Born in Paris, France, she was classically trained as a pianist since age 7. She received a Master's in composition from New York University where she studied Western composition with Dinu Ghezzo and Indian classical music with Ahkmal Parwez. Daughter of jazz pianist/drummer Errol Parker, she is also a fluent improviser. She became an American citizen in 1984 and has lived in New York since the early seventies

Visit Elodie Lauten's Web Site
Friday, January 18, 2008
Human Sacrifice?

I have noted lately how often composers are asked for commissions that actually cost them money, negative commissions, so to speak, in which they are expected to support the event in more ways than one besides donating their services. I don't dare say it out loud...but whenever someone asks me for a piece, I have a moment of anxiety wondering whether I'll be able to "afford" the commission in terms not only of time but of budget. On the other hand, I am not in a position to turn down any offers as there are so many of us who have music to be performed, and I am thrilled to be asked, so I usually end up doing the project... but as of this year I need to try to better balance my earnings versus the demands of creative projects and become a bit more selective.

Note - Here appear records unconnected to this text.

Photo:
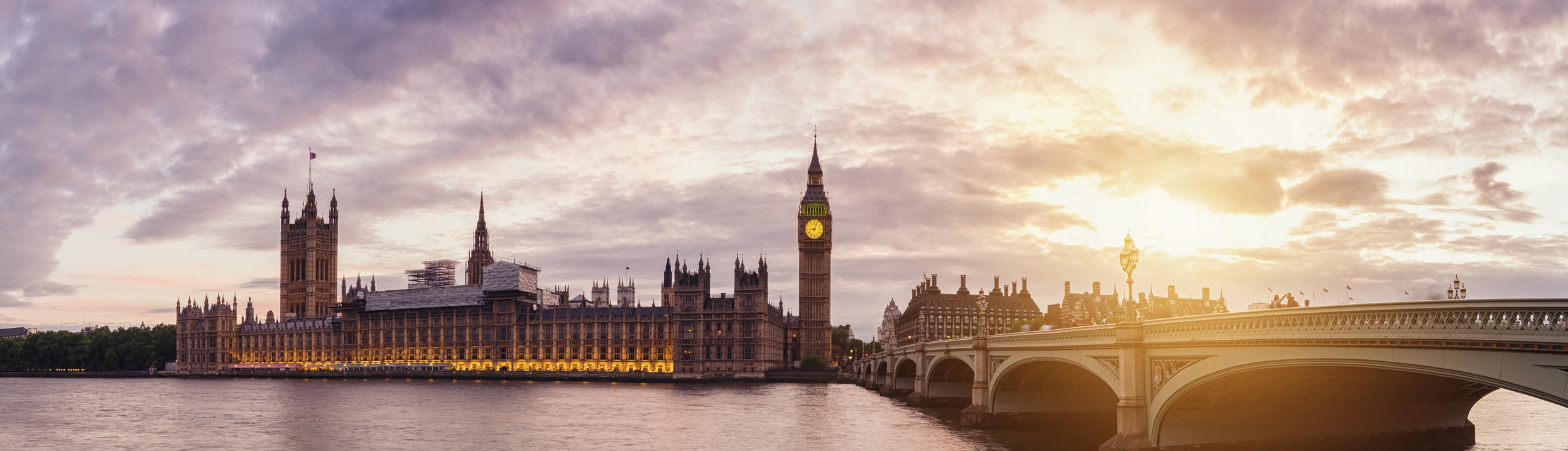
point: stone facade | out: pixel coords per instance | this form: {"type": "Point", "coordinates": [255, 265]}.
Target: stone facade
{"type": "Point", "coordinates": [308, 261]}
{"type": "Point", "coordinates": [204, 334]}
{"type": "Point", "coordinates": [504, 320]}
{"type": "Point", "coordinates": [814, 237]}
{"type": "Point", "coordinates": [935, 315]}
{"type": "Point", "coordinates": [1093, 307]}
{"type": "Point", "coordinates": [888, 331]}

In our depressed arts economy where there is never enough to go around, the reasoning goes: "if the performers don't perform, we don't have a concert. The composers have already done their work so it doesn't matter if we pay them." This distorted way of thinking is prompted by harder times. Ideally, a more democratic perspective would be to divide the money equally between all the people involved: performers,composers as well as organizers who all should get compensated for their work. This would create more a kinship and a sense of respect of everyone. When I get paid the money is actually returned to the music community (performers, engineers, etc.) so it creates a healthy spiral effect in the form of new projects being realized. It goes all the way around. But as it is now, I have to wait a long time to afford to pay performers to record the new work. This is why I so often turn to doing my own performing and writing a lot of electronic music which does not require anyone else, just my fingers and my voice. Meanwhile, I have over an hour's worth of chamber and orchestral music from the past eight years that never got a chance to get properly recorded. I know what you're going to say: who cares?...

Our society is focused on the performers because they are at the front of the stage, but the musical experience does not exist without the piece. ANY composer's work is worth money, as any other work made to order, even from composers "with no fancy names" (that was the name of an event programmed by Phill Niblock), as any carpenter's work: you can do without the nice carpentry work, but it sure enhances your lifestyle and so does music. This treatment of composers is really unsettling, and it seems to be getting worse all the time. I think one should be very careful in suggesting that for any reason composers should NOT get paid...making them the the sacrificial victims of the music community. The up-side of is short-lived, and the down-side affects everyone of us, performers and composers alike, in the long run.